2. Créer un Observatoire européen d'analyse des effets des décisions pour dépasser les critiques d'une Commission européenne « juge et partie »

Pour remédier à la crise d'image dont souffre la politique européenne de concurrence, décrite tantôt comme passive, arbitraire, démesurément stricte, tantôt comme déconnectée des réalités économiques et des enjeux de politique industrielle, les rapporteurs estiment que cette politique doit gagner en transparence. La Commission européenne doit se départir de son image de « juge et partie ».

En particulier, la politique européenne de concurrence doit faire l'objet, comme toute politique publique en démocratie, d'une véritable évaluation. Aujourd'hui, la Direction générale de la Concurrence de la Commission européenne travaille trop souvent en vase clos et sans contradictoire. D'une part, les analyses ayant conduit aux décisions européennes, par exemple en matière de contrôle des concentrations, ne sont pas connues dans le détail. En effet, seules les grandes lignes des arguments soutenant l'autorisation ou le rejet des opérations sont présentées par le Commissaire chargé de la concurrence. D'autre part, en l'absence de suivi approfondi de leur impact, les décisions de la Commission ne sont pas évaluées.

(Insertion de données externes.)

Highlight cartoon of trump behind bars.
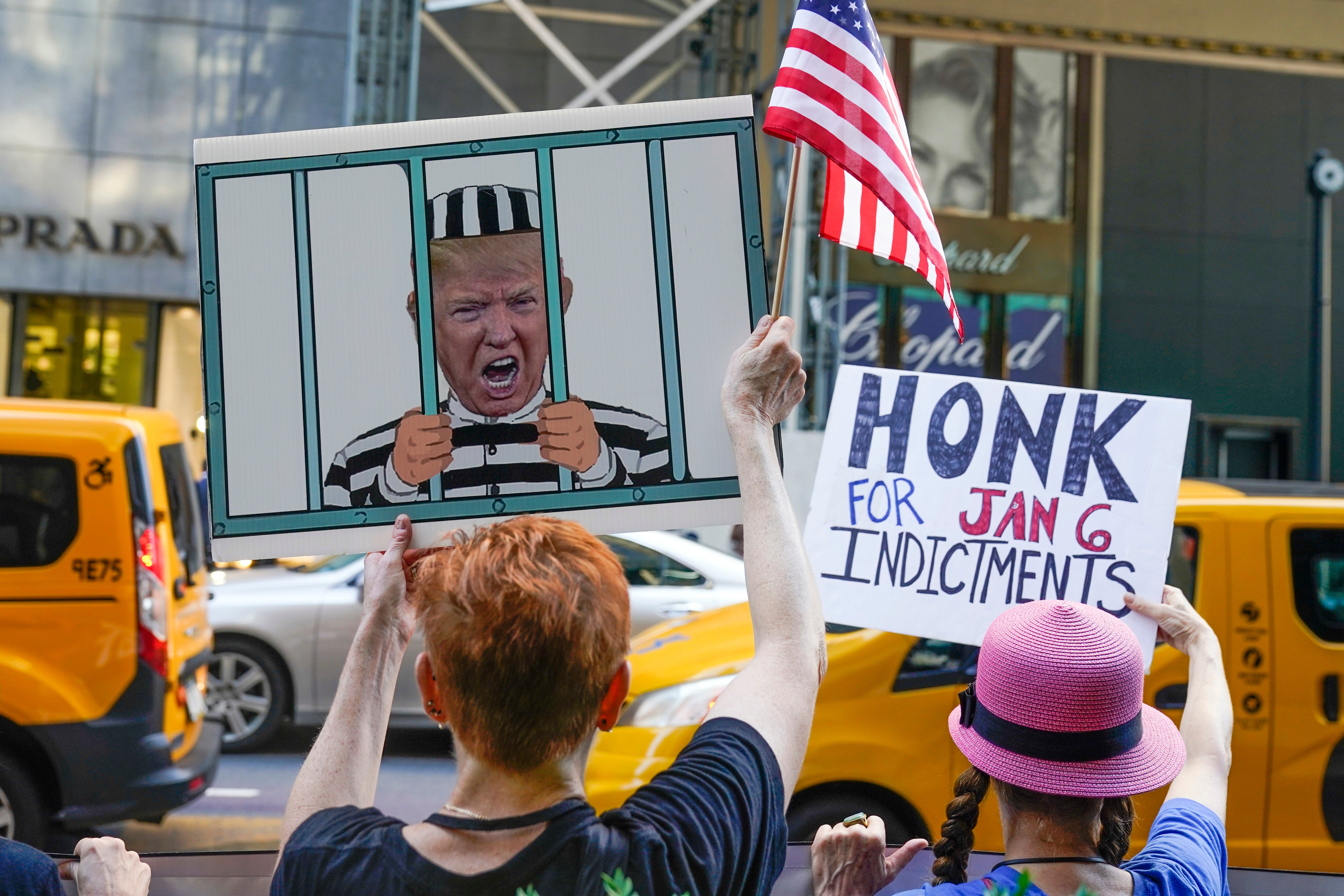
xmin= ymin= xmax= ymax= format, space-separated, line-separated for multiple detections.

Ce manque de transparence et d'évaluation contribue à alimenter les critiques politiques et médiatiques à l'encontre des décisions de la Commission.

Les rapporteurs jugent à ce titre indispensable que soit instauré un principe d'évaluation a posteriori des décisions de la Commission en matière de concurrence , qui comporte une analyse de leur impact sur le marché. Par exemple, l'évaluation mettrait en lumière l'impact sur les prix, sur le choix offert aux consommateurs, sur les flux commerciaux, sur la concentration du marché considéré, sur la compétitivité des entreprises, sur l'emploi européen, ou encore sur la capacité d'innovation. À l'inverse, il serait utile d'observer l'évolution du marché à la suite du rejet d'une concentration, afin de vérifier si la concurrence potentielle alors envisagée par la Commission s'est effectivement concrétisée.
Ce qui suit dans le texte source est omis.